Casa della comunità: diamo il senso alle parole
Un nostro intervento su Quotidiano Sanità nel dibattito stimolato dall’articolo di Claudia Zamin: “Quando il senso di appartenenza alla comunità vacilla”
Gentile Direttore,
ci colleghiamo allo stimolante contributo di Claudia Zamin del 13 marzo 2024 “Quando il senso di appartenenza alla comunità vacilla” e vorremmo sottolinearne l’aspetto della relazione come elemento costitutivo della persona.
L’esperienza di vita di ognuno si sviluppa all’interno di relazioni, di incontri, di scambi da cui ricava lo stesso essere come persona, la sua costruzione e il suo benessere. E le istituzioni, tutte le istituzioni (quelle che potremmo in una parola condensare nel welfare), sono costrutti sociali finalizzati a favorire le condizioni affinché questo avvenga in un sistema di convivenza favorevole. Sono espressione concreta della democrazia perché dovrebbero garantire uguaglianza, inclusione, reciprocità, valorizzazione di ogni risorsa. Il risultato finale è (o dovrebbe essere) la salute nella sua accezione più pregnante di benessere (di ben vivere come lo declinano i brasiliani). Sono soprattutto i suoi membri a definirla attraverso un “noi” condiviso come dimensione esistenziale di ogni persona: questa è la “comunità” come dimensione dinamica, aperta, in ricerca e capace di valorizzare tutte le potenzialità. La Casa della Comunità come infrastruttura sociale dovrebbe poter rappresentare il luogo simbolico di tale percorso condiviso verso la salute, che diventa bene comune.

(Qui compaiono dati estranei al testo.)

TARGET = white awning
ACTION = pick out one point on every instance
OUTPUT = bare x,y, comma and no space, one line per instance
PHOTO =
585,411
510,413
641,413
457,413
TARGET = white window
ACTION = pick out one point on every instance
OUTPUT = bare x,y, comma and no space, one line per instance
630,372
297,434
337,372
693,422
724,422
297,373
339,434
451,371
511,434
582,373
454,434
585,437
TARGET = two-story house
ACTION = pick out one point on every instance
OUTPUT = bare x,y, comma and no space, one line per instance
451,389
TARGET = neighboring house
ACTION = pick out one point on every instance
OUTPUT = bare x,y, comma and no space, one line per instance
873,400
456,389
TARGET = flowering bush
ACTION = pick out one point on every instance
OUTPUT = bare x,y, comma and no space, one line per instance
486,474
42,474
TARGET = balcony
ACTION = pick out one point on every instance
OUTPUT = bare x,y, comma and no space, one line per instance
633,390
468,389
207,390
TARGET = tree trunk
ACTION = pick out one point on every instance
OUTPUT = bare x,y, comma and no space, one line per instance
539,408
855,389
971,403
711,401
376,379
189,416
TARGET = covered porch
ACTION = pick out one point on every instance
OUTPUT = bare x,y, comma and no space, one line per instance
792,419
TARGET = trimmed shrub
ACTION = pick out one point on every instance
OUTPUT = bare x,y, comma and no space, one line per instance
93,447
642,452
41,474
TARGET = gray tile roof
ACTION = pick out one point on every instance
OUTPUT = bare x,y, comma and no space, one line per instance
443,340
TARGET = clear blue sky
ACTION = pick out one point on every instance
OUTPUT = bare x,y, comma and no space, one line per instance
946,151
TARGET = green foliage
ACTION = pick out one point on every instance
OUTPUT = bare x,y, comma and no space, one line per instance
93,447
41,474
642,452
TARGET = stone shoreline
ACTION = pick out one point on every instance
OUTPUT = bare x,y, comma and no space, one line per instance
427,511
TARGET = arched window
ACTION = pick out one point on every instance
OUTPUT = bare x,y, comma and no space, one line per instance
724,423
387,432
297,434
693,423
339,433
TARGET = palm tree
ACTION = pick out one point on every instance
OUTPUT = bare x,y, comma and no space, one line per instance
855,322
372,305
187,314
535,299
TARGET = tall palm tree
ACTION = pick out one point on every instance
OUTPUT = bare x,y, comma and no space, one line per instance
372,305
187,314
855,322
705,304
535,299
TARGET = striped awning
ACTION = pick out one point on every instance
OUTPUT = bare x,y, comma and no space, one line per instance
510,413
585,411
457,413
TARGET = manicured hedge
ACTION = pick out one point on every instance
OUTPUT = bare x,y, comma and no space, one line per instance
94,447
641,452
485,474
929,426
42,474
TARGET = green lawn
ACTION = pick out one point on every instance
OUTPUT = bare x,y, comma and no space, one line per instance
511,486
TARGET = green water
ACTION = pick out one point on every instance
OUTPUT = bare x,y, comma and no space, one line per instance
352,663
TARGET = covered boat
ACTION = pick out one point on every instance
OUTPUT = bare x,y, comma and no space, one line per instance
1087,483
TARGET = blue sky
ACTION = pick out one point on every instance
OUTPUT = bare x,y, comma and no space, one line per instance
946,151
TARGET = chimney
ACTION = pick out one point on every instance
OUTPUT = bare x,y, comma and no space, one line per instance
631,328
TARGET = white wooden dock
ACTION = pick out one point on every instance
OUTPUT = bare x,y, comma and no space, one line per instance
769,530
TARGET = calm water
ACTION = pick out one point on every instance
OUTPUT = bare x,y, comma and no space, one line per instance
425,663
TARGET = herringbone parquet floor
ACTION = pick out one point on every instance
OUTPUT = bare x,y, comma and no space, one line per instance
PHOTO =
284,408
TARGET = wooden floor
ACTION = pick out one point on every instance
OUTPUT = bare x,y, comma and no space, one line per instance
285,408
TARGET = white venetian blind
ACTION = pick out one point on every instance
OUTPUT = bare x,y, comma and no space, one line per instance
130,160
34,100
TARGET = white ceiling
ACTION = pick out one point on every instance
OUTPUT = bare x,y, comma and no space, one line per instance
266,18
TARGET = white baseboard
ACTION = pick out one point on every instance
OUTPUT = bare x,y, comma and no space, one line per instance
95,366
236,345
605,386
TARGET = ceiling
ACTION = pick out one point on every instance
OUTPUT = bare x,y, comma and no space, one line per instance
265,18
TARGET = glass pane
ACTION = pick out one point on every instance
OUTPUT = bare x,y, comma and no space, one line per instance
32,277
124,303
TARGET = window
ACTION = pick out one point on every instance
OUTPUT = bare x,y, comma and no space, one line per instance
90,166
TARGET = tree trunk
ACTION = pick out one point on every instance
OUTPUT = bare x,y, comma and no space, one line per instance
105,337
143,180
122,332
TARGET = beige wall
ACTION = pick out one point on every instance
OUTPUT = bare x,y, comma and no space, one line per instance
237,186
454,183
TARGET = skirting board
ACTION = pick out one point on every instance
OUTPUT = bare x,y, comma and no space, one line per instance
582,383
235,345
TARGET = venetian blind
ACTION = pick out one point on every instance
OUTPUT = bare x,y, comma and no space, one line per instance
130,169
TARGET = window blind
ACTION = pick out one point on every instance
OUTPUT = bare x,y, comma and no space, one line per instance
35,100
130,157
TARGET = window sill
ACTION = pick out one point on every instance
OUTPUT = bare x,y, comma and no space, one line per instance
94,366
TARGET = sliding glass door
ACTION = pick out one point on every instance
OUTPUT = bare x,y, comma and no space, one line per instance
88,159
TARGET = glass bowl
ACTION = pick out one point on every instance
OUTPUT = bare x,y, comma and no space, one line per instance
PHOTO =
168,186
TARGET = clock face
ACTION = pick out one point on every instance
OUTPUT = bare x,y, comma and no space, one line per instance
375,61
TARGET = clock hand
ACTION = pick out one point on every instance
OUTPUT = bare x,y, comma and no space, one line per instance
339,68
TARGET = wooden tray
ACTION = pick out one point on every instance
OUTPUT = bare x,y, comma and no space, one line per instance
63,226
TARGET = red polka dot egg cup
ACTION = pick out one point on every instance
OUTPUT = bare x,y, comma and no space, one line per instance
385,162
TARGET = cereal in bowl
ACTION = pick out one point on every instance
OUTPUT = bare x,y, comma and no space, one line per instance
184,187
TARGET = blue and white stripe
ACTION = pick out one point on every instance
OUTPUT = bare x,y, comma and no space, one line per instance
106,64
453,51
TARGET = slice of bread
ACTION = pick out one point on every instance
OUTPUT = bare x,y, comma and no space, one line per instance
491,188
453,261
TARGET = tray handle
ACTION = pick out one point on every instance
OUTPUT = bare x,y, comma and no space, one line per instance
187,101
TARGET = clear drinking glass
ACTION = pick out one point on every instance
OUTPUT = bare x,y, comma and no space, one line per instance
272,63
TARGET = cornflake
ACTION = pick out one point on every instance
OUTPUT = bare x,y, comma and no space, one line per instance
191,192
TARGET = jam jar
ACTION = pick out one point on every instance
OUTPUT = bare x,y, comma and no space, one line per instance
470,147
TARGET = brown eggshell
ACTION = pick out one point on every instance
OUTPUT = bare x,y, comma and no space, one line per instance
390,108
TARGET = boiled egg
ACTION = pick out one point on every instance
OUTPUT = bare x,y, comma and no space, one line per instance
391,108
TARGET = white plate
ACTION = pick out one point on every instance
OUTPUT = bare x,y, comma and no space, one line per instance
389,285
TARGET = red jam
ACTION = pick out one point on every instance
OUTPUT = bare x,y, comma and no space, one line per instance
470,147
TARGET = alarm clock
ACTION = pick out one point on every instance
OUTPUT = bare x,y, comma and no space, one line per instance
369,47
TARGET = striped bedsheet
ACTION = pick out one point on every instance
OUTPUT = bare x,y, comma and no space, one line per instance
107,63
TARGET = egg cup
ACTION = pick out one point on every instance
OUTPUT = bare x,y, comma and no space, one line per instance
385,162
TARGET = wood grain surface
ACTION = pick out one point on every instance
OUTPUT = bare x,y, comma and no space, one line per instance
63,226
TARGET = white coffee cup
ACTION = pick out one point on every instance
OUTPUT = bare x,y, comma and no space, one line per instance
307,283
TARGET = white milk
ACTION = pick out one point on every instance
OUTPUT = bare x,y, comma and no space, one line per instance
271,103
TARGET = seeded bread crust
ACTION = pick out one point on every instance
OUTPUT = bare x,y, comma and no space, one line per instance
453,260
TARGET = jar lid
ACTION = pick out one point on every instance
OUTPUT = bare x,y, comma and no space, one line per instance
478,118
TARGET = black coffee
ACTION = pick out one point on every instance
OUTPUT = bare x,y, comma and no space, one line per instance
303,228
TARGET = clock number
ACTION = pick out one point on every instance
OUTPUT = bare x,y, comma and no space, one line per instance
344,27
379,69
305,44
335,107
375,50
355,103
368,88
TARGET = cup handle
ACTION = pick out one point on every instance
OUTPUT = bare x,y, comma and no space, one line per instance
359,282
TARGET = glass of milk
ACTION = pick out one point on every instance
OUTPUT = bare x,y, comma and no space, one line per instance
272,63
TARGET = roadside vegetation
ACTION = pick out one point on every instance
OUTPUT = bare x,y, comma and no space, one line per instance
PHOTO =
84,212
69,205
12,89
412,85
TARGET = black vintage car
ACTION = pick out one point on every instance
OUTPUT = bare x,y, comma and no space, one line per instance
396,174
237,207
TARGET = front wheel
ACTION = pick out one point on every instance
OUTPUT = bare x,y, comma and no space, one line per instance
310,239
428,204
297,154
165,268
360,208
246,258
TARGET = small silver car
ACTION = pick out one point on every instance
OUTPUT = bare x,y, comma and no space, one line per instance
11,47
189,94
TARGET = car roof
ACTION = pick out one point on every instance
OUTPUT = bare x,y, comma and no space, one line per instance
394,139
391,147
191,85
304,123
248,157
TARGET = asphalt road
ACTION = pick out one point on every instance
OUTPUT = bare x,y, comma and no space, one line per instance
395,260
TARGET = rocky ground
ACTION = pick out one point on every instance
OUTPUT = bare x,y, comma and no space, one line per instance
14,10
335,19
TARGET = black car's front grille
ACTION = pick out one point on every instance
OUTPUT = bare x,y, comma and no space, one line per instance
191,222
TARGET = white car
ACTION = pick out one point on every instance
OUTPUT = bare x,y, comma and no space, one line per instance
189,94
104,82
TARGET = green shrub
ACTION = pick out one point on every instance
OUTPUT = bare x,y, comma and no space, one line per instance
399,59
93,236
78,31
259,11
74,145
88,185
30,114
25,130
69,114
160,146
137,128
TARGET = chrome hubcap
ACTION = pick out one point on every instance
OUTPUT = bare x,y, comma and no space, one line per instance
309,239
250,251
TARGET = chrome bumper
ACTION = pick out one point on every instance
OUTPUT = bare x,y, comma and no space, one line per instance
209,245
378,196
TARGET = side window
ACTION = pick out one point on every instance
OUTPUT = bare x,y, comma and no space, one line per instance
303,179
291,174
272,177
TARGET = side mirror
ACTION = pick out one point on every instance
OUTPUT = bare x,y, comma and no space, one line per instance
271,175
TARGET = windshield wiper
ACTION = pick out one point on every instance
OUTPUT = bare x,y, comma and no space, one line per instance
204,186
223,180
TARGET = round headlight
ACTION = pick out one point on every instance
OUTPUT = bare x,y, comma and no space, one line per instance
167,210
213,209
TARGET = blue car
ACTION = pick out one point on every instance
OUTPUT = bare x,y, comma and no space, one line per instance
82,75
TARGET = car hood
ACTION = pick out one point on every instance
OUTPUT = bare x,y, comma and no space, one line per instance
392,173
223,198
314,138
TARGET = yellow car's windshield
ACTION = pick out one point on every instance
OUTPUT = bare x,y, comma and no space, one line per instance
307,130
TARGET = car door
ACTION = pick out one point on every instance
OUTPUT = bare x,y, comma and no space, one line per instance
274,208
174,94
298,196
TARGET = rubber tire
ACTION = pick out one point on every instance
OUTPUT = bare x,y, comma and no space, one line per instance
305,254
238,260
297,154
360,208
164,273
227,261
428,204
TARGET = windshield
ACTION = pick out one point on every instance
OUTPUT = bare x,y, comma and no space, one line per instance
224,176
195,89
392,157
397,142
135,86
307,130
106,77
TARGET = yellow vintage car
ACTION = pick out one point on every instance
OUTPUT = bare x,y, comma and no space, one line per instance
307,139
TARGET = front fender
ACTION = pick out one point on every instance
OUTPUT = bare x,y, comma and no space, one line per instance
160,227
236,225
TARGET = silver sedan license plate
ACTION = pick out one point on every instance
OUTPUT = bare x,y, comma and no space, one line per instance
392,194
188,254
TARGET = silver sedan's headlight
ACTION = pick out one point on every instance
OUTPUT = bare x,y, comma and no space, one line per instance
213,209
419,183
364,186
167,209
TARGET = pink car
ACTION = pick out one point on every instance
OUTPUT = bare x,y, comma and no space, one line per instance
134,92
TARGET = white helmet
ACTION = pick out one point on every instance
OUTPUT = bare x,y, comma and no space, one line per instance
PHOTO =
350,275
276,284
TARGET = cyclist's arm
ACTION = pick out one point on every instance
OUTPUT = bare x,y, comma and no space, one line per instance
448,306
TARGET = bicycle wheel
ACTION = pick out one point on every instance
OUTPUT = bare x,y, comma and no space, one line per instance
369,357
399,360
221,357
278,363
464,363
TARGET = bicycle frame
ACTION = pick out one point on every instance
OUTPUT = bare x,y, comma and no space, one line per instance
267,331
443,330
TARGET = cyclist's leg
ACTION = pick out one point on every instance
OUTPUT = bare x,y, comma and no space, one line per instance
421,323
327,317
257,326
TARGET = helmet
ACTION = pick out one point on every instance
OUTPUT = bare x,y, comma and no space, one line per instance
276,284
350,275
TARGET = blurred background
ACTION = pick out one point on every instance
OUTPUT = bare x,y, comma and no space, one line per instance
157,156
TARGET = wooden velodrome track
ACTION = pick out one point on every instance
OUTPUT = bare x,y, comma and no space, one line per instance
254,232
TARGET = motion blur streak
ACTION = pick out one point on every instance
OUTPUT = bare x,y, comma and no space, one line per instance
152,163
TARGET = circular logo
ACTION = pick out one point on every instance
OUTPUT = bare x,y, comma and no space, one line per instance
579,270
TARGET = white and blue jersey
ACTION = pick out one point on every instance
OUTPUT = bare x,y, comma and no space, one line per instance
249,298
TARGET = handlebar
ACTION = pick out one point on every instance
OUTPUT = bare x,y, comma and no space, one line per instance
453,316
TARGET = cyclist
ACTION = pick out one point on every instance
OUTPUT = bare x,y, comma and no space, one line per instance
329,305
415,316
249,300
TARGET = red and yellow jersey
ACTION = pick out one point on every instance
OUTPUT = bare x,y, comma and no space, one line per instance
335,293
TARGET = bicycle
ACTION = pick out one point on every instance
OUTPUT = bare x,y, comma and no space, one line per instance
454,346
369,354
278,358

Le parole hanno un significato preciso per ognuno e quando si parla di casa si evocano idee di famiglia/comunità, sicurezza/garanzia, di integrità/identità, relazione e di unità coinvolgendo in tal modo sia il livello intrapsichico, che quello interpersonale, che quello sociale e in questo senso il “della” è discriminante.
Siamo ad un bivio; la casa della Comunità è una delle tante “fabbriche” che ha un prodotto che sono le prestazioni da erogarsi secondo i criteri del mercato capitalistico oppure è luogo abitato, riconosciuto e alimentato dalla comunità, centrato sui bisogni della comunità stessa. È questa seconda opzione che ci interessa realizzare riconsegnando alle persone la possibilità di costruire un disegno di salute consapevole in una società che sappiamo avere favorito percorsi di delega e di dipendenza. Sia chiaro, le istituzioni sono una risorsa ma sono loro che hanno bisogno dei cittadini per essere legittimate e per definire in modo dinamico un ruolo che va cucito su misura della comunità, non viceversa. Il sistema di welfare è stato in questi anni sostitutivo per molti versi e non ha costruito consapevolezza. La pandemia ha evidenziato sia i limiti di questo e nello stesso tempo le potenzialità: un po’ di umiltà istituzionale potrebbe favorire responsabilità e consapevolezza rispetto ad un disegno di salute reale. Perché non si è in salute solo quando non si è ammalati ma anche quando si è poveri, si vive in contesti ambientali inospitali, il lavoro è precario, non vi è adeguata formazione ecc … la complessità del disegno di salute impone una ricomposizione recuperando il valore esistenziale dell’essere parte di una comunità di destino.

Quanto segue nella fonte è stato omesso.